Are there any key insights you would like to share with us?

The comparative study on gender equity is still ongoing. Anecdotally, I have had feedback that, after our conversations and report on research findings, people have become more aware and thoughtful about gender mainstreaming. This feedback also highlighted how institutions and individuals are approaching gender mainstreaming in more meaningful ways  rather than as a donor-driven or compliance exercise. My research largely focuses on institutional and structural reforms, so changes are the cumulative efforts of everyone involved. In my experience, too often gender mainstreaming is relegated to female workers or researchers (much like housework!).

Global development as a discipline exists in an interesting space between being an academic topic (impact is measured by grants, publications and citations) and practitioner-based (social and policy impact). I think, especially for early career academics, it is useful to strive for a balance in both – and most importantly, ensure that your ideas and theories can be easily communicated to a diverse range of audience.

What are the next key priorities for you? Are you looking for any collaborators?

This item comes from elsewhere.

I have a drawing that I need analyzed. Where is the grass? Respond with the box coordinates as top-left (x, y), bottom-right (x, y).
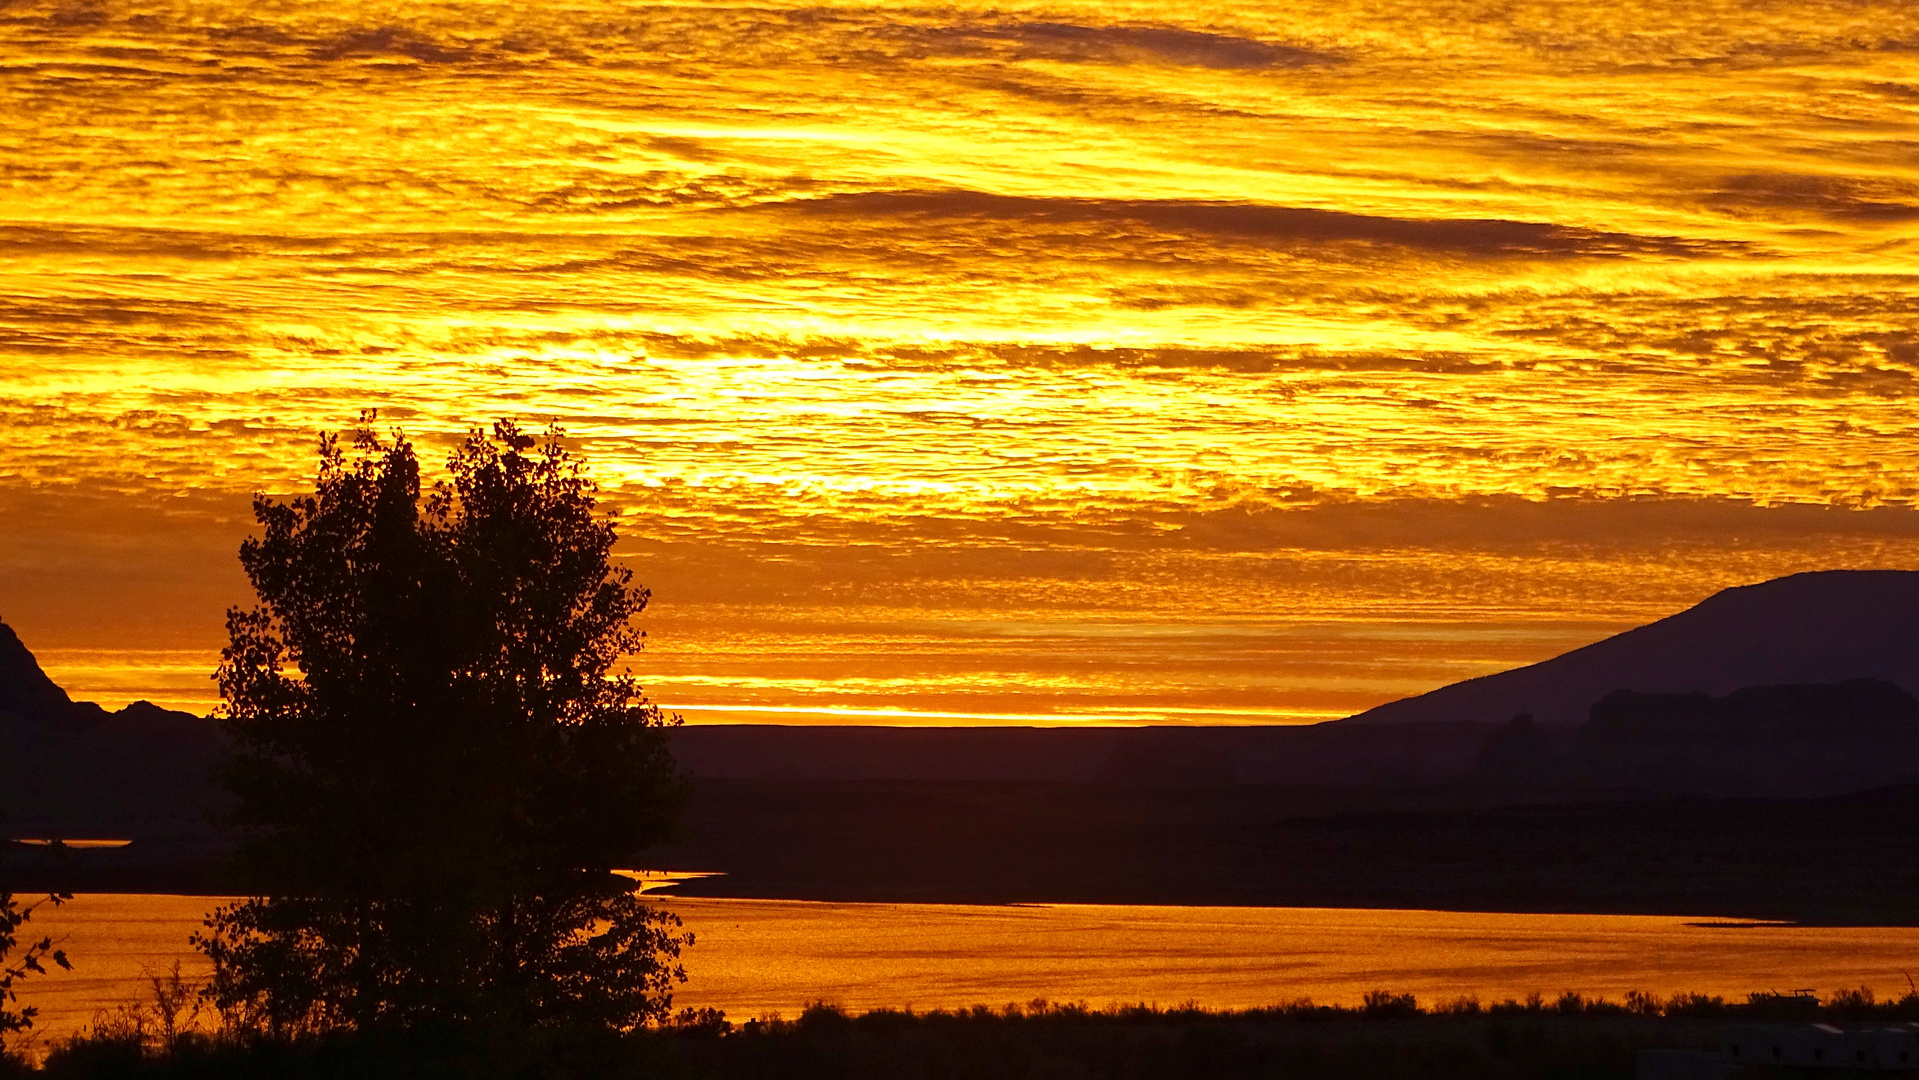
top-left (7, 986), bottom-right (1918, 1079)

Next key priority? Getting my book manuscript completed by the end of the year whilst working from home (Canberra) and juggling with online teaching!

I think one of the key challenges brought about by the pandemic, is how research methodologies – especially for a qualitative researcher like myself – will be transformed due to social distancing and public health considerations. This will greatly affect how I conduct the next phase of the project.

I am always keen for collaboration on new projects, and would love to explore the possibilities of an ARC in relation to COVID-19 and its impact on gender and development.